Federal fox and the conservative chickens

By Vox Day

Pitchfork Pat has turned in his plowshare for a sword. Joseph Farah has decided that he has a dog in this hunt after all and more than a few chicken-little libertarians have flown the coop for the safety of the federal fox’s protection. Such rampant abandonment of principle would be disheartening if I thought that it made any difference at all.

Let’s get one thing out of the way first. John Kerry is a bad man. The Democratic candidate is an open advocate of unvarnished evil. He is a liar, he is a tin soldier without honor, he is the all-too-eager tool of those who hope to use him to institute both national and global socialism, and much to the dismay of those who sneer at the president’s intelligence, he simply isn’t very bright. John Kerry would make a mediocre president and only the combination of Kerry’s extreme incompetence and a Republican Congress would prevent him from making a horrible one.

George Bush, unlike John Kerry, is an excellent politician. Unfortunately, he has used his political gifts and his trustworthy persona to betray his base constituency, conservative Republicans, at nearly every turn. Just a week before the election, he again delivered a stunning slap in the face to his core supporters, this time to social conservatives who believe (wrongly, in my opinion) that using the power of the federal government is the best way to protect the institution of marriage.

The battle cry of the current conservative con, “we are at war,” is an ancient political device. After more than 400 years of non-contiguous terms for Rome’s ruling consuls, an astute politician, Gaius Marius, used the very real threat posed by the Cimbri and the Teutoni to justify his unprecedented re-elections to the consulship. Previously, a few consuls had served more than one term – though almost never twice in a row – but Marius arranged to hold six consulships between 107 and 100 B.C., and in the process instituted the bloody proscriptions that led to Rome’s first civil war. Interestingly enough, his first consulship also saw the passage of the Lex Caelia tabellaria, which introduced secret voting in trials for treason.

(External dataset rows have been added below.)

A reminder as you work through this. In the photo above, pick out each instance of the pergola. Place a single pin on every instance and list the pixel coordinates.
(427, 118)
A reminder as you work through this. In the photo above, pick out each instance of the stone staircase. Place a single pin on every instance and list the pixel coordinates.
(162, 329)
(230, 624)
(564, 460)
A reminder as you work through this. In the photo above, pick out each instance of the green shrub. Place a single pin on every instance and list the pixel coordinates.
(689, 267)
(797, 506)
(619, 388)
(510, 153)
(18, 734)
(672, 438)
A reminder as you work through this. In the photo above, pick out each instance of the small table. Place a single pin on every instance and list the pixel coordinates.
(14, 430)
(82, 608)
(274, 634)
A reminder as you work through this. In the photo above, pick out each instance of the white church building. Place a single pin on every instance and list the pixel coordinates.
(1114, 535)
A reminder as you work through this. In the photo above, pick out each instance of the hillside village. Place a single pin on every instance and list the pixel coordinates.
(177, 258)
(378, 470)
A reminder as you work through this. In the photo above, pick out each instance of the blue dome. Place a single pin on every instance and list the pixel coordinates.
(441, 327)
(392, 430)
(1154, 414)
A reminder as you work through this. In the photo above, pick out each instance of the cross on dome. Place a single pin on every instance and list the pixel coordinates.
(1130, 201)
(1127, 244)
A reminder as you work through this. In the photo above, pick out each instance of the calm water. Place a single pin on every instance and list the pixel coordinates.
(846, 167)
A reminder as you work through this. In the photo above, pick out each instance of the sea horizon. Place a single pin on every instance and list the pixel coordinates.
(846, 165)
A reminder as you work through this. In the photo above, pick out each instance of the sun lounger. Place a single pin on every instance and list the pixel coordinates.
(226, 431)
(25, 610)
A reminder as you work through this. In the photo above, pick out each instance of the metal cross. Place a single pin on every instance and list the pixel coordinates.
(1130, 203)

Shades of the Patriot Act, one might say. Like Marius, George Bush poses as the defender of the nation, although the continuing conflict in Iraq manifestly demonstrates that he is not the martial peer of the great Roman general. He has other poses, too, as imaginative conservatives continue to claim him as one of their own though he is not and has never really claimed to be.

George Bush’s most successful pose has been his iconic image as a patriotic, anti-U.N. defender of American national sovereignty. This is wildly off-base, considering that most of the president’s statements and actions on the international scene have been inimical to national sovereignty and strongly supportive of the globalist agenda. He ordered the country to rejoin UNESCO, supports the Law Of The Sea treaty and in 2002 declared before the U.N. General Assembly “we will show that the promise of the United Nations can be fulfilled in our time.” Indeed, he gave defending the legitimacy of the United Nations as one of his primary reasons for invading Iraq.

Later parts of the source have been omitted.